Essential to finding the circumference of a circle, Pi, valued at 3.14159265, is engrained in the minds of every school child.
But one pair of scientists have taken their obsession a step further and calculated the ten trillionth digit, doubling the record set two years ago by a super computer.
Many mathematicians try to round it down to 3.14 but Japanese IT expert Shigeru Kondo and U.S. student Alexander Yee have spent just over a year ballooning it in size.
Using a home PC that sent Kondo's house temperature shooting up to 40 degrees, they also lost half a year as their computer failed to cope with the calculations.

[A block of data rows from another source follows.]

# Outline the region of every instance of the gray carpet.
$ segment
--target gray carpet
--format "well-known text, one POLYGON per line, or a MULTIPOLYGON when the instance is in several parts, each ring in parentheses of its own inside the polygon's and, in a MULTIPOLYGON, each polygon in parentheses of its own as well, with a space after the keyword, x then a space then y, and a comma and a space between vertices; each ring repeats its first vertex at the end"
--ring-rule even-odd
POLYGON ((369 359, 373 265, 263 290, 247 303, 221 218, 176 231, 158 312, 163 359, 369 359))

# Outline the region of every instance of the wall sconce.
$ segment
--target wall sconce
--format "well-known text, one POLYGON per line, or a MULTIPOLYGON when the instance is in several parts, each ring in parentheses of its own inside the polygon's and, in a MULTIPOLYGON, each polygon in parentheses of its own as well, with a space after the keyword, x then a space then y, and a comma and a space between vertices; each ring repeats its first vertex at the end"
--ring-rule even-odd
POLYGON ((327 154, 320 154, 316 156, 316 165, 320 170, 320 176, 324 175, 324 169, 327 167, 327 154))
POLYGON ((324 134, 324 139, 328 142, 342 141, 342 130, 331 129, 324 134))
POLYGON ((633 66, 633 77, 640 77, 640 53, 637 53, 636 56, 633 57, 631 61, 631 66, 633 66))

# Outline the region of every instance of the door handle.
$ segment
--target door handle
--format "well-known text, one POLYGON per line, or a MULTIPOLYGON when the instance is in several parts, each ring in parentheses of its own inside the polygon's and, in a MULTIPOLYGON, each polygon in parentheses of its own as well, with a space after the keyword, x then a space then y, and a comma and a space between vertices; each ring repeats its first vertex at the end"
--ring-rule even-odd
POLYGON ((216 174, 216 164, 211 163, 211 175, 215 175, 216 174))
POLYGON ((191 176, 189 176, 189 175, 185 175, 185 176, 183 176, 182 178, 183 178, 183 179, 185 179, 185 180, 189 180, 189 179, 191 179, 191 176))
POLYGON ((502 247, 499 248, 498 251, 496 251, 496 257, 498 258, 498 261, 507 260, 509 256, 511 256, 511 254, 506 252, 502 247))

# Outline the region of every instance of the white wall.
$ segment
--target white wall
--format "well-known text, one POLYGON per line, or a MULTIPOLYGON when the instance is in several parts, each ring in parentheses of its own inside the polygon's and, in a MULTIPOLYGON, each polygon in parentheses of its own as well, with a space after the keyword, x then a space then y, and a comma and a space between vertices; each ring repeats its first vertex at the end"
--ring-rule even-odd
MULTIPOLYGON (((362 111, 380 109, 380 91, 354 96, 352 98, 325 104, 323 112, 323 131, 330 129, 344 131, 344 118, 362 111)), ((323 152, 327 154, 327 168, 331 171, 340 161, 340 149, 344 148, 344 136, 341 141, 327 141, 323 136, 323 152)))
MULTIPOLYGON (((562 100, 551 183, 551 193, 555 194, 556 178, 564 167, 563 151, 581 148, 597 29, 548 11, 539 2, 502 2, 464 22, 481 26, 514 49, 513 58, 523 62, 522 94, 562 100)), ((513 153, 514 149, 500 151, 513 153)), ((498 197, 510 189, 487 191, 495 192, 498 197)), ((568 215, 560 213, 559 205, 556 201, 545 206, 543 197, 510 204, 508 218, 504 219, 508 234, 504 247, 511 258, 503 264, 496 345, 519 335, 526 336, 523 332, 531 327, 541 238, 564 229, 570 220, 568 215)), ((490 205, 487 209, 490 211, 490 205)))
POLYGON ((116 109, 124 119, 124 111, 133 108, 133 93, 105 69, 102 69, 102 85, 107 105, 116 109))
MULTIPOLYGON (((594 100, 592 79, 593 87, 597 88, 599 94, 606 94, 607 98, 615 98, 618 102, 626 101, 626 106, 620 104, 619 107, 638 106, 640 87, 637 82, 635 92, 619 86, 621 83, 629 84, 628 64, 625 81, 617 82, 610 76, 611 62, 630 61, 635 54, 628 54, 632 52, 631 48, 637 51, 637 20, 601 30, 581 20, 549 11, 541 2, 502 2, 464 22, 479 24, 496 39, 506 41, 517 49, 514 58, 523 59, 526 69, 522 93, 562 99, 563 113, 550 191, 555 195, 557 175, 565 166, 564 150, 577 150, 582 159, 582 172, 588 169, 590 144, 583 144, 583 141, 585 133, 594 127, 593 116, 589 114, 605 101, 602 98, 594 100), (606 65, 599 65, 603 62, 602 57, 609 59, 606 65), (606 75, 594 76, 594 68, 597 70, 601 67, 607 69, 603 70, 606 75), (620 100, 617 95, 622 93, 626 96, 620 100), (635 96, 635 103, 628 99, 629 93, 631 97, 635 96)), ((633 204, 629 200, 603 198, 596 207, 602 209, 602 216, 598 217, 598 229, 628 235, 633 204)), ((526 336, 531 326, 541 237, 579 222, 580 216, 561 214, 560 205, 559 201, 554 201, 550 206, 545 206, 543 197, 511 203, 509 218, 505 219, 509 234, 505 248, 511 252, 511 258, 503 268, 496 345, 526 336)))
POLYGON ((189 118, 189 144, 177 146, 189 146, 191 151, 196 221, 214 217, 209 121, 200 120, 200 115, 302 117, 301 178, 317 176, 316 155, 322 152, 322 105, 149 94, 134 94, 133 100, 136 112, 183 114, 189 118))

'We could dry the laundry immediately, but we had to pay 30,000 yen ($390) a month for electricity,' Mr Kondo's wife, Yukiko, said.
Hardware: The powerful PC used for the calculations ran so hot it sent the house temperature shooting up to 40 degrees
It was Yee who wrote the complex programme to calculate the huge number while Kondo built the super-PC, adding at least ten hard drives to make sure it could cope.
Within weeks of starting on October 16 last year the system had failed and they had to start again and then the Kondo's Japanese home was hit by the giant earthquake that shook his country, but luckily it was not damaged nor hit with a power cut.
Result: After the ten trillion digits were carefully checked it was confirmed that the final number was 5
Then further hardware failures and other problems slowed the project before it completed its task on August 26.
After that they checked the ten trillion digits were correct, and confirmed that the final number was 5.
'Over the course of the computation, there were multiple hard drive failures. Each of which required us to roll the computation back to a previous checkpoint. The result was approximately 180 days of lost time,' he said.